The radiographic picture depends on the severity of the th phase of the disease. Increased, stringy, reticular, cellular pulmonary pattern, signs of impaired bronchial patency, alveolar filling syndrome (infiltration, alveolar edema), "honeycomb lung" syndrome (large-cell deformation of the pulmonary pattern with the formation of thin-walled cavities measuring 0.3-1.0 cm) are revealed.

When studying the respiratory function, obstructive disorders are revealed, and as the disease progresses, they become mixed.

The diagnosis is based on the presence of clinical signs of a bronchopulmonary process, typical symptoms from the gastrointestinal tract, identification of cases of cystic fibrosis in the child's relatives, and a sweat test.
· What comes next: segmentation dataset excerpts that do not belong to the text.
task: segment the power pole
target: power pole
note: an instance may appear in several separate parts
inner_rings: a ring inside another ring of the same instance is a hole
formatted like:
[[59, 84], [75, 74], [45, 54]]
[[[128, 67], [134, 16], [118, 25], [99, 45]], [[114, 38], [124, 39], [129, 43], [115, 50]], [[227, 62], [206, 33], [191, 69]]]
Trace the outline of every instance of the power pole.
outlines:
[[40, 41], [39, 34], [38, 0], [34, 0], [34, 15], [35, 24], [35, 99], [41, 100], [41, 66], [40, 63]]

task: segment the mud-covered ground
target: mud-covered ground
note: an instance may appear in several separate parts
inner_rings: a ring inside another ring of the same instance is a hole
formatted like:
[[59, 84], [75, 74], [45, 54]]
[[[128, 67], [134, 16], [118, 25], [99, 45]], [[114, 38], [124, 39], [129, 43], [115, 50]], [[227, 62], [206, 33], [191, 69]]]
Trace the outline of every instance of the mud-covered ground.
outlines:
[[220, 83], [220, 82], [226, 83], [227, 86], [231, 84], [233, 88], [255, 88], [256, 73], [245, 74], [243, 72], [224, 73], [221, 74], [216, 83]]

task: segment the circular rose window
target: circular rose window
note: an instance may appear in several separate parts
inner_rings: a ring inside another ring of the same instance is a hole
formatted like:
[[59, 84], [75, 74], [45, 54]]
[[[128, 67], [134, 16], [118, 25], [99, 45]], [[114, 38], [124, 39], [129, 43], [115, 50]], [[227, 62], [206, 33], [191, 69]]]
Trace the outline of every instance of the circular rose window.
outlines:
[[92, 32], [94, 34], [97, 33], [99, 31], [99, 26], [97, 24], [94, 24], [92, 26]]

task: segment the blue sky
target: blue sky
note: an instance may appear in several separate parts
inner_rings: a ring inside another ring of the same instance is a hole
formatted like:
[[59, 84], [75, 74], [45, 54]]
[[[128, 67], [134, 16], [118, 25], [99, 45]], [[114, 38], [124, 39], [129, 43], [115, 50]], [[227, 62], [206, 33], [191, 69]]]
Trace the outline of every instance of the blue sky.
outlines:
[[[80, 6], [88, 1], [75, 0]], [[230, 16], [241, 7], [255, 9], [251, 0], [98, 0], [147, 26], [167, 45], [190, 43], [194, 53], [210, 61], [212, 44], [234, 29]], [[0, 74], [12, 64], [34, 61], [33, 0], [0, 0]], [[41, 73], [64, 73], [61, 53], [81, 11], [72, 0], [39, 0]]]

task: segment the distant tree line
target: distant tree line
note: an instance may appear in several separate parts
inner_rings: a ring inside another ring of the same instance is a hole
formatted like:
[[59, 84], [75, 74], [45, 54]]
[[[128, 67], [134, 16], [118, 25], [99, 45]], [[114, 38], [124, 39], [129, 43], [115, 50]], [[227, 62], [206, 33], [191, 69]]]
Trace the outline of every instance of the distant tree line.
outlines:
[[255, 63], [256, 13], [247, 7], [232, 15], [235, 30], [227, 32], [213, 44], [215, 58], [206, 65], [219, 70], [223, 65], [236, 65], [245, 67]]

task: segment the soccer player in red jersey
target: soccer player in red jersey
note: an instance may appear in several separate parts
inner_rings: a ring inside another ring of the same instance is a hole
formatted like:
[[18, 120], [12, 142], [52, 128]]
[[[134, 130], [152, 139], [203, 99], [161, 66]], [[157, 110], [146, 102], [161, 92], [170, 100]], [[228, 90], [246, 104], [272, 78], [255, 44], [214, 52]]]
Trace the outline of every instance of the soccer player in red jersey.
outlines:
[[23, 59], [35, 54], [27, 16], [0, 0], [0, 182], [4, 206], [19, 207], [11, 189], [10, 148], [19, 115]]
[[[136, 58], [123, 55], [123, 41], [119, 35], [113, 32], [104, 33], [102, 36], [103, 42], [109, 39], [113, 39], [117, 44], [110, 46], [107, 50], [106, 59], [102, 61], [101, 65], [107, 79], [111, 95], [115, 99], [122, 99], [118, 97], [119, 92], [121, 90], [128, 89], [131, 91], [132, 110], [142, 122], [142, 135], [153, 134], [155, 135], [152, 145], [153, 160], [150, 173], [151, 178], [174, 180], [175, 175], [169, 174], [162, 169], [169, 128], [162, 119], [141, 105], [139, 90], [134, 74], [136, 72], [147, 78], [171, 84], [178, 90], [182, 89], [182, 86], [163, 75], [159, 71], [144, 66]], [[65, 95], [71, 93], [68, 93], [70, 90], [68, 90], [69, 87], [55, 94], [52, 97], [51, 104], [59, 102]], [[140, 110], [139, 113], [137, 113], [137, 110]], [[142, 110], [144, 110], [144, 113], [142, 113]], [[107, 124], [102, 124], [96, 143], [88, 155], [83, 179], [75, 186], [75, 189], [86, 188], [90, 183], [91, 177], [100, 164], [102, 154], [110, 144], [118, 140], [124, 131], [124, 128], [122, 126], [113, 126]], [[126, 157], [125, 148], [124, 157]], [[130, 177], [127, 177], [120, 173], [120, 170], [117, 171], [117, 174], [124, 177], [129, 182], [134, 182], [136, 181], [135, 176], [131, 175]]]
Sweat chloride testing is crucial in confirming the diagnosis. A sweat chloride content above 60 mmol/l is considered diagnostic for cystic fibrosis. If the sweat chloride concentration is between 40 and 60 mmol/l and there are clinical signs of cystic fibrosis, then dynamic observation with repeated testing and DNA diagnostics are necessary. Currently, there is a non-invasive method that allows identifying the 12 most common mutations by testing DNA from material taken by brush biopsy (scraping) from the inner surface of the cheek.

Cystic fibrosis can occur in 1-2% of cases with normal sweat chloride levels. However, there are diseases in which the lotion test can also be positive or borderline (adrenal insufficiency, pseudoaldosteronism, hypoparathyroidism, hypothyroidism, etc.).

Treatment consists of liquefying viscous bronchial secretions, improving the drainage function of the bronchi and antimicrobial therapy, and treating complications of cystic fibrosis.

In order to improve the drainage function of the bronchi and combat mucostasis, mucolytic drugs are constantly used. Preference is given to N-acetylcysteine (fluimucil, mucosalvin) in the form of inhalations and/or per os. The advantage of drugs in this group is that they damage the mucous membrane to a lesser extent with prolonged use and have antioxidant properties.

The administration of mucolytics must be combined with ongoing kinesitherapy, postural drainage, vibration massage and the use of PEP masks for breathing with increased resistance during exhalation.

Antimicrobial therapy is carried out in accordance with the sensitivity of the isolated microorganisms. The addition of Pseudomonas aeruginozae is a bad prognostic sign for a patient with cystic fibrosis, and intravenous administration of antibiotics to which the microorganism is sensitive in a particular patient is mandatory (gentamicin, ciprofloxacin, carbenicillin, fortum, imipenem, etc.).

Proper organization of dispensary observation plays an important role in the successful treatment of patients with cystic fibrosis. Cystic fibrosis is not only a medical but also a social problem.